A simple demo of the use of the square distance metric to jointly minimize 2 objectives in an Integer Linear Programming problem using or-tools. Based loosely on the concepts presented in this paper

Background

A problem with competing objectives, such as clustering, involves two criteria which cannot be independently optimized without penalizing the score of each other.

The solution presented here finds the independent objective minima and then finds a solution which jointly minimizes the distance in 2D space from the (min_1,min_2) "utopia" point.

For this demonstration, an extension of the clustering problem is presented, where the goal is to select a subset of "representative" datapoints to cover all points in the dataset with minimal distance.

Recommendations, questions, criticisms, discussion, etc. are welcome, please do not hesitate to open an issue/discussion.

Building

At the moment this project is implemented in C++ and uses CMake to fetch and build or-tools from source.

git clone https://github.com/rlorigro/multiobjective_optimization
cd multiobjective_optimization
mkdir build
cd build
cmake ..
make -j [n_threads]

Usage

The demo only takes one optional argument, which is the seed used to generate a random dataset with 3 clusters in 2D space.

./demo [seed]

This will produce the following output files in the working directory:

CSVs corresponding to the independent and joint solutions:

edges_n.csv
edges_d.csv
edges_n_d.csv
nodes_n.csv
nodes_d.csv
nodes_n_d.csv

Simple PPM plots corresponding to the indpendent and joint solutions:

input_n.ppm
input_d.ppm
input_n_d.ppm
result_n.ppm
result_d.ppm
result_n_d.ppm

If you want to make a nicer plot (see example output), you can use the included python script:

python3 scripts/plot_results.py -n ./nodes_n_d.csv -e ./edges_n_d.csv

Example output

Clusters are simulated using randomly centered normal dstributions in 2D. Then the optimizer attempts to minimize n and d for the problem of finding representative data points.

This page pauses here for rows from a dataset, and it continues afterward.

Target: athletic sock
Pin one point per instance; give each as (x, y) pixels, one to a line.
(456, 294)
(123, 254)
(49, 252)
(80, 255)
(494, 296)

n = number of representatives (clusters)

d = total distance of representative to their constituents

  • Larger dots are representatives
  • Smaller dots are constituents
  • Lines show which points are constituents of a representative
  • Colors correspond to clusters

Min(d) solution

When distance is minimized independently, the model chooses almost the maximum number of representatives possible. Only several representatives have more than one child node.

d

Min(n) solution

When number of representatives is minimized independently, the model selects only one representative.

n

Joint solution

Jointly minimizing the distance from (n_min,d_min) yields a meaningful result which recreates the true clusters.

n_d